L’Italia con questo disco depone una nuova cartuccia nel caricatore, il tempo saprà indicarci direzione e tipo di danno, nel frattempo l’unica cosa certa è che ci ritroviamo per le […]

L’Italia con questo disco depone una nuova cartuccia nel caricatore, il tempo saprà indicarci direzione e tipo di danno, nel frattempo l’unica cosa certa è che ci ritroviamo per le mani un debutto importante, che in poco più di mezz’ora svolge adeguatamente il suo lavoro. Enemy ci vede esposti e volontariamente intrappolati dentro il suo loop, una serie di colpi granitici che non concederanno alcuna tregua nella loro depravata furia. Nell’ascoltarlo ho subito pensato ad una sorta di “anello mancante” (o definiamola pure “alternativa”), il pezzo giusto per un ideale terzetto tutto all’italiana che li vedrebbe ipoteticamente coinvolti assieme a The Modern Age Slavery e Fleshgod Apocalypse. Nella mia testa è come se i The Big Jazz Duo rappresentassero la giusta unione -certamente ancora grezza con pro e contro del caso- fra queste due “potenze” nostrane, di rimando se già le conoscete saprete già come meglio agire per ottenere un nuovo/alternativo massacro alle suddette.

Enemy avrà la chiara capacità di travolgere, così come un fiume in piena non nasconde i propri intenti, si presta al massacro ma conserva alcuni trucchetti giusto appena sotto il livello dell’acqua, cose pronte per essere scorte o appena percepite, fatte per catturare il momento. E i The Big Jazz Duo ci riescono, perché prima ti stordiscono cuocendoti per bene nel loro liquame (il loro incedere è inarrestabile, molte volte i colpi vengono condotti alla cieca) ma poi sanno anche come “bloccarti” per farti provare alcuni spasmodici attimi emotivi, momenti che quasi ti faranno rinsavire, mostrandoti tramite brevi “flash” un mondo marcio e fatto a pezzi, ovvero l’esatta dimensione di ciò che stai calpestando in presa diretta inconsapevolmente.

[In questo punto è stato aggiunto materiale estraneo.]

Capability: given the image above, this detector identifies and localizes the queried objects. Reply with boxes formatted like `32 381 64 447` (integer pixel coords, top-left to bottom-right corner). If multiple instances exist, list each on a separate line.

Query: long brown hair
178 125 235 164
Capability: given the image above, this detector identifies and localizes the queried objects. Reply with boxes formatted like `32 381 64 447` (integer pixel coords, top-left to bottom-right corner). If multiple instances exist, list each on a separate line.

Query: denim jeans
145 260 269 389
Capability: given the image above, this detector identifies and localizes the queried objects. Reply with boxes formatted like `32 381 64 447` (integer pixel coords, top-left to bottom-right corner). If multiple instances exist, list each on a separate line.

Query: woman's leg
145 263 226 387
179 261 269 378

La Fire Was Born Records si ritrova così per le mani un pargoletto tutto da coccolare. La produzione è certamente un altro punto forte del disco (profonda e chirurgica) ma anche la copertina contribuisce nello spargere immediata attenzione (fascino sinistro, una compostezza che fa subito presagire o pregustare nefandezze belle e buone). Insomma Enemy ha tutte le carte in regola per solleticare su diversi piani, e l’entusiasmo non potrà che crescere di fronte al pensiero di essere al cospetto del loro primo disco (lo ripeto sempre ma è una cosa che non va mai trascurata, giochini e paragoni vari arriveranno magari in seguito).

La variopinta prestazione vocale balzerà subito agli onori. Assistiamo ad una pelle in continua mutazione, condannata nel buttare fuori ogni sorta di maledizione ricevuta precedentemente. Ma l’insieme macina, tesse e demolisce, scortica senza preoccupazioni, nel fare tutto questo la band manomette pure i freni (qui un punto sicuramente nevralgico, come se la band conoscesse solo la “foga” di una pazza discesa) creando una situazione da “zero rimorsi”. Ma poi come lampi appaiono le tastiere (ben dosate, spuntano ma non dominano mai), e li verremo colti alla sprovvista, presi di petto ed ingigantiti, lanciati su fili imprevedibili (in maniera speciale quando ci affiancano un bel tempo lento e pesante).

Alla fine si potrà definire Enemy in una sola e semplice parola: “istinto”. I discorsi riguardanti il songwriting possono al momento farsi da parte (nove canzoni uniformi), perché quest’invasione va accolta in consapevole agitazione, senza brani preferiti e con l’uso della sua intera corazza.